《或る讚美歌史  聖歌 634番と 606番》

 

  聖歌 606 I have a Saviour, He's pleading in glory に就いて:

  作詞者はアイルランド人で国教会牧師を勤めていたが辞任、プリムス・ブラザレン

教群に加わったが、更にそこも離れて他の教群に加わったようである。

作詞者O'Malley Cluffクラフ(Cloughと綴る事もあり)に就いてそれ以上は不明。

 

  讚美伝道者アイラ・デイヴィッド・サンキーが1874年アイルランド伝道中に歌詞を

入手し作曲、そののちアイルランド、スコットランド、イングランド及び北米各地で

歌い広めた。  原文に対して邦訳は良い訳だと思われるが…皆さんはいかがお考え?

 

  聖歌 634 When the trumpet of the Lord shall sound に就いて:

  作詞作曲者 James Milton Black はニューヨーク州サウス・ヒルで1856年に生誕。
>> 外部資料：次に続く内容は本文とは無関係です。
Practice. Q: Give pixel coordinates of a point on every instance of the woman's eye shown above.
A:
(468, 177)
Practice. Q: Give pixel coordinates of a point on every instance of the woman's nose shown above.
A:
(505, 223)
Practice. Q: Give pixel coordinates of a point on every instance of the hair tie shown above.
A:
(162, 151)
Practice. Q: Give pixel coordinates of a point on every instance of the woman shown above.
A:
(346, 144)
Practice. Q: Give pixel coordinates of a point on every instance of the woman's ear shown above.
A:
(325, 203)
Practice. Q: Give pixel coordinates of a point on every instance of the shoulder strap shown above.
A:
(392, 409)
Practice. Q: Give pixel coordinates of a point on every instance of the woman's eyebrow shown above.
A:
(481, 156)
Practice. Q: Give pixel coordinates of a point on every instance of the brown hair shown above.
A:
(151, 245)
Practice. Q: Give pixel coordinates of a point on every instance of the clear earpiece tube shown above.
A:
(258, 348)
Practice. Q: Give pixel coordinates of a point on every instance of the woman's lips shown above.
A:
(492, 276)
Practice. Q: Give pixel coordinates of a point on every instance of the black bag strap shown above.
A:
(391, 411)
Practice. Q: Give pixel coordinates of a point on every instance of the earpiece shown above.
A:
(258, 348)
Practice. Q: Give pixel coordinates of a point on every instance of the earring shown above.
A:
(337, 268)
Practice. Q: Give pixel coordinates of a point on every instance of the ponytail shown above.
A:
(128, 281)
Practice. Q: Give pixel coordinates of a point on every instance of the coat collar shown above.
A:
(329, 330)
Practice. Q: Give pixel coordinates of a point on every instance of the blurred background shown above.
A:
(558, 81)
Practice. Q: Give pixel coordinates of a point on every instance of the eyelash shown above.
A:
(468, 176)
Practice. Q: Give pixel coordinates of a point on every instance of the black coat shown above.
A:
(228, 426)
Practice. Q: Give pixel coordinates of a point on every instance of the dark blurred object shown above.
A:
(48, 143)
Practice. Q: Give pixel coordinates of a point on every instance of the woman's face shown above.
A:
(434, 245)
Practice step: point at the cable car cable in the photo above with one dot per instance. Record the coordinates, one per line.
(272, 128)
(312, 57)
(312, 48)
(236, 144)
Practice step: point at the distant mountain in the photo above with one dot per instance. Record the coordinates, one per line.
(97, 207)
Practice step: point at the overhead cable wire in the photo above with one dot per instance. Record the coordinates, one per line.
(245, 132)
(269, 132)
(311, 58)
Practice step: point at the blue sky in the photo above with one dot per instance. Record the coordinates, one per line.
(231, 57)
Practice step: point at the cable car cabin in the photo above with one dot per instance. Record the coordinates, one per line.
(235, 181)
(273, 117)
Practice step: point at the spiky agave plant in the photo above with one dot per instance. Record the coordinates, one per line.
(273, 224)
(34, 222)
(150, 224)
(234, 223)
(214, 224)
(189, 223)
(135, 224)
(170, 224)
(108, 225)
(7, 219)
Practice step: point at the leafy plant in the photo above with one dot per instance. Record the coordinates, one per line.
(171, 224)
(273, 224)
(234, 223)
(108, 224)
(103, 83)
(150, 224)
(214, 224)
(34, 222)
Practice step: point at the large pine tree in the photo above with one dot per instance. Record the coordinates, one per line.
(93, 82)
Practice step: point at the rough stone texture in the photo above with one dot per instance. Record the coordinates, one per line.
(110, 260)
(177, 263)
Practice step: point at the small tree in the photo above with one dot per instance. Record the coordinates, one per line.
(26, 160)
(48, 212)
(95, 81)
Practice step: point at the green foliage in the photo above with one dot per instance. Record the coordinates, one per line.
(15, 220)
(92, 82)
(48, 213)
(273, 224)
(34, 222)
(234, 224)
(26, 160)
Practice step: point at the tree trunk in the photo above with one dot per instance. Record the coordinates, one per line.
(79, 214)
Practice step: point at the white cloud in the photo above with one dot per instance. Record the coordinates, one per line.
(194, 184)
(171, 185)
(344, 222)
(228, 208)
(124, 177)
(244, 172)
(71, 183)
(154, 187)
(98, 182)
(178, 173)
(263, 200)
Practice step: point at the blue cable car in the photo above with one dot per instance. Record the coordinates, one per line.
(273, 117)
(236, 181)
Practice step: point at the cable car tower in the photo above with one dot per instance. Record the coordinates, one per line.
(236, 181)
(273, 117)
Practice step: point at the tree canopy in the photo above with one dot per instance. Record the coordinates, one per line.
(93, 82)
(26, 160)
(米総領事ハリス下田駐在時)  ペンシルヴェニア州ウイリアムポートのメソジスト

教会に1904年から82歳で帰天まで籍を置きメソジスト教界で活発に讚美歌関連事業で

活躍した信者であった。

 

  幼少時代から讚美歌を歌う事とオルガンを弾く事に優れていたのみでなく、声楽を

学校でも教え、メソジスト教会関係の多くの讚美歌集の編集と発行にもかかわった。

日曜学校や青少年教育でも積極的によく奉仕した。

 

  ある日、郵便局に行こうと町の貧しい地区を横切って近道をしていた時、みすぼら

しい少女がボロ家の玄関口を掃いているのをたまたま見かけた。

  『日曜学校に来ないか?』と誘うと『余りの貧乏で日曜学校に着て行く服が無い』

との返事であった。  教会員に声をかけ衣服を彼女に提供することになった。

 

  結果的に14歳のベッシーは日曜学校に来るようになった。  当時の日曜学校の多く

は出席を取る時に生徒は暗唱聖句を唱えて返事の代わりとする習慣があった。

  或る日曜日の朝の点呼の時にベッシーは暗唱聖句を唱えることができなかった。

ベッシーに何か事情がある筈と察した作詞作曲者で日曜学校教師であったブラックは

彼女の自宅を訪ね、父親が酷いアル中であるだけでなくベッシーを虐待している事を

知った。  その後ベッシーは日曜学校をしばしば休むようになった。

 

  案じたブラックが彼女の家を訪ねてみるとベッシーは肺炎を病んで危篤だった。

  気落ちして自宅に戻ったブラックの顔がただ事でないと感じた妻が事情を尋ねた。

『神さまのお召しの声がかかる時に(歌詞ではトランペットが鳴り響く時)応答でき

ない状態に居るというのは悲しい』とブラックは妻に打ち明けた。

 

  妻はブラックに『それではそのことを詩に書き留めてみれば?』と勧めた。

それから10分ほどして作詞を終えたブラックはピアノに向かい詩に曲をつけた。

このようにしてブラックはベッシーの葬儀の席でこの讚美歌を初めて披露した。

 

    ヨハネ伝6章40節、コリント前書1540節~42節、そしてさらにテサロニケ前書

4章13節~18節を参照しながら聖歌 634番をどうぞお歌い下さい。